4-Hydroxynonenal: A Superior Oxidative Biomarker Compared to Malondialdehyde and Carbonyl Content Induced by Carbon Tetrachloride in Rats.


PMID 26252470

Abstract

Carbon tetrachloride (CCl4), a halogenated substance that generates free radical species during metabolism in vivo, induces hepatotoxicity, produces oxidative DNA damage, and increased levels of protein carbonyl, malondialdehyde (MDA), and 4-hydroxynonenal (4-HNE). In this study, Sprague-Dawley rats received single or repeated ip injections of carbon tetrachloride (CCl4), and formation and persistence of carbonyls, MDA, and 4-HNE in plasma were measured using gas chromatography-mass spectrometry. After a single injection of 500 mg/kg CCl4 the in vivo half-lives of MDA and carbonyl content were 1.5 d and 2 d, respectively, while that of 4-HNE was approximately 10 d. Treatment with CCl4 (50, 100, 500, or 1000 mg/kg) dose-dependently increased these oxidative biomarkers in blood.
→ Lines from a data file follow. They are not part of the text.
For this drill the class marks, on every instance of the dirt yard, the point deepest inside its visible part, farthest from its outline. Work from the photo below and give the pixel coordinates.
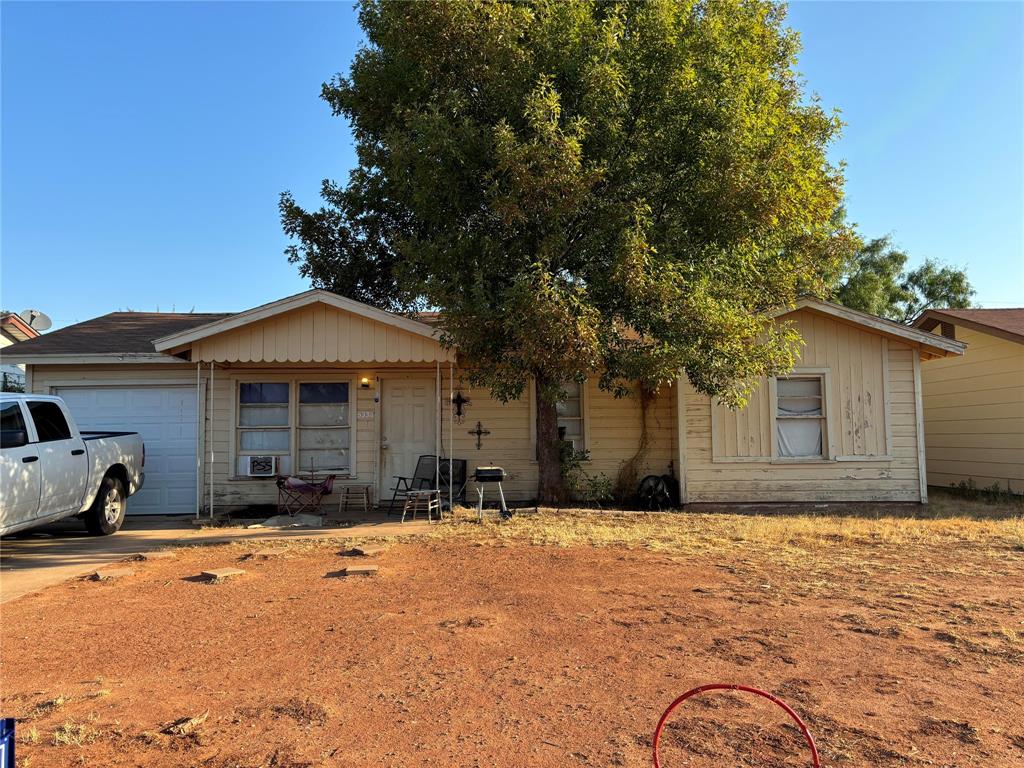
(554, 640)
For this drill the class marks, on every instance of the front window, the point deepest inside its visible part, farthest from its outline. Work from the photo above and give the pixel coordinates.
(263, 419)
(324, 427)
(800, 418)
(305, 424)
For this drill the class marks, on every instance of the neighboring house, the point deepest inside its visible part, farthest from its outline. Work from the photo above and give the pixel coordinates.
(12, 330)
(320, 380)
(974, 404)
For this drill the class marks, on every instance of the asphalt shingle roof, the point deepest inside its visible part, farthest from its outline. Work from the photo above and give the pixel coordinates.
(115, 333)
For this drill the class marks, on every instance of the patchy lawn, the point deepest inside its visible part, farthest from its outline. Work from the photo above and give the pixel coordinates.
(553, 640)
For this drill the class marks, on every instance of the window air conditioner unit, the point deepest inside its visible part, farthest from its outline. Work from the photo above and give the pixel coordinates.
(262, 466)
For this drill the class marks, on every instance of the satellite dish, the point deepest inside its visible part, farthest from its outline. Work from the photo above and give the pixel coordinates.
(37, 320)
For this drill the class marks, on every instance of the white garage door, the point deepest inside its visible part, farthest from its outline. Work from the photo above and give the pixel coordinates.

However, formation of protein carbonyls and MDA was less sensitive than 4-HNE to CCl4. Levels of serum glutamic oxaloacetic transaminase (SGOT) and glutamic pyruvic transaminase (SGPT) (hepatotoxicity markers) rose with CCl4 doses. After a single injection (500 mg/kg), the peak level of SGOT was observed after 8 h but SGPT after 24 h. Overall, 4-HNE was more dose-sensitive and showed greater formation subchronically than other biomarkers. Multiple ip treatments with 300 mg CCl4 /kg (d 1, 3, 6, 10, 14, and 21) demonstrated that 4-HNE formation was highest (18-fold, peak/control) and subchronic up to d 21 (last treatment day), unlike other biomarkers. Data suggest that 4-HNE, MDA, and carbonyl content may be useful oxidative biomarkers for exposure to free radical generating halogenated compounds. However, 4-HNE appears to be a more sensitive and sustainable biomarker for toxicological and risk assessments.